LONDON Oxford NanoScience Ltd. has said that its 3DAP three-dimensional atom probe can now be used on silicon structures, so that semiconductor device manufacturers can determine both the elemental identity and position of individual atoms.
The 3DAP has been successfully applied to semiconductor samples by the use of laser light to liberate atoms from the sample. Such probing will be critical for the design, engineering and manufacturing of next-generation devices and in particular device yields, performance and reliability, Oxford NanoScience (Milton Keynes, England) said.
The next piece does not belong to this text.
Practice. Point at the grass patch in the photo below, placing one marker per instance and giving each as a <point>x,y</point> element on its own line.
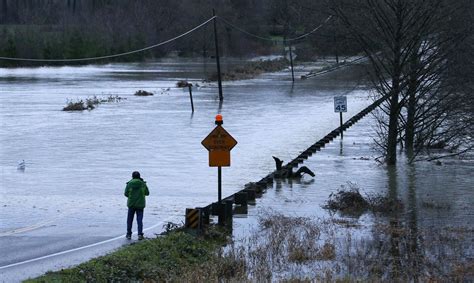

The 3DAP works by evaporating individual atoms from a semiconductor sample, measuring their atomic mass and then calculating their position in the sample's three-dimensional structure. A detailed three-dimensional atomic model of the sample can then be visualized using software to perform a reconstruction.
Previously the company's 3DAP machines have used high voltage pulses to evaporate atoms from conductive samples a system suitable for analysis of electrically inactive devices, but not suitable for use with semiconductor materials. Oxford NanoScience is now using a laser excitation mechanism to open up the technique to semiconductor samples.
The laser-excited 3DAP has been applied to a variety of metal multilayer structures, including metal oxide layers, grown on a silicon substrate, the company said.
The new instrument uses the company's established 3DAP analysis system, originally developed at the University of Oxford, combined with femtosecond laser excitation. Accurate chemical compositions can be obtained for all or selected regions of the data with element detections limits in the range of 1 to 100 parts per million. Sample analyses of millions of atoms can be run in just 10 minutes and small quantities of atoms with similar atomic mass can be separated out by the instrument.
Results obtained from the laser-excited 3DAP system by Oxford NanoScienceare set to be available at the Semicon West exhibition, which takes place July 12 to 14, at the Moscone Center, San Francisco, California.